HC Lab Hematologia 018 11 Fto Cecilia Bastos 038 180x180 - Complicações Hematológicas

Complicações Hematológicas

As alterações hematológicas são frequentes no doente oncológico.
Mais de 90% dos doentes oncológicos apresentam algum tipo de disfunção medular, com insuficiência da mielopoiese. Podem também verificar-se alterações no sentido de hiperprodução de alguma das três linhas hematológicas ou ainda alterações da coagulação nomeadamente com ocorrência de fenómenos protrombóticos.
A anemia é a complicação mais frequente, enquanto a leucopenia/neutropenia é a alteração que mais frequentemente se relaciona com a quimioterapia. As causas são muitas vezes multifactoriais: défices nutricionais, redução da reserva medular (idade, co-morbilidades), supressão da mielopoiese por infiltração medular pela neoplasia, mecanismos imunológicos (síndrome paraneoplásica) ou ainda por causas iatrogénicas (quimioterapia ou RT).

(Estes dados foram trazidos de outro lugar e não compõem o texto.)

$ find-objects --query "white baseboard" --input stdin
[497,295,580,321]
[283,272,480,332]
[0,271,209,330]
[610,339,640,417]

A terapêutica da insuficiência medular passa, quando possível, pelo tratamento da causa (por exemplo, tratamento da neoplasia no caso de infiltração medular; suspensão, adiamento ou redução de dose no caso da alteração ser provocada por quimioterapia) ou por correcção do défice. Dependendo da causa, gravidade e tradução sintomática da anemia, pode ser necessária uma terapêutica de factores carenciais (ferro, mais frequentemente; ocasionalmente também vitamina B12 ou folatos), terapêutica com eritropoietina ou transfusão de eritrócitos. A neutropenia, especialmente se relacionada com a quimioterapia, pode ser corrigida com factores de crescimento (G-CSF: filgrastim ou lenogastim). A trombocitopenia (por enquanto ainda sem factores de estimulação específicos disponíveis correntemente) pode ser corrigida com transfusão de concentrado plaquetário, reservando-se esta para situações em que os valores são especialmente baixos, com risco de hemorragia significativo, ou com discrasia hemorrágica já presente ou ainda em situações em que é necessário algum procedimento invasivo.
A eritrocitose ou poliglobulia é uma complicação rara de tumores do fígado ou rim e pode ser o primeiro sinal/sintoma da doença.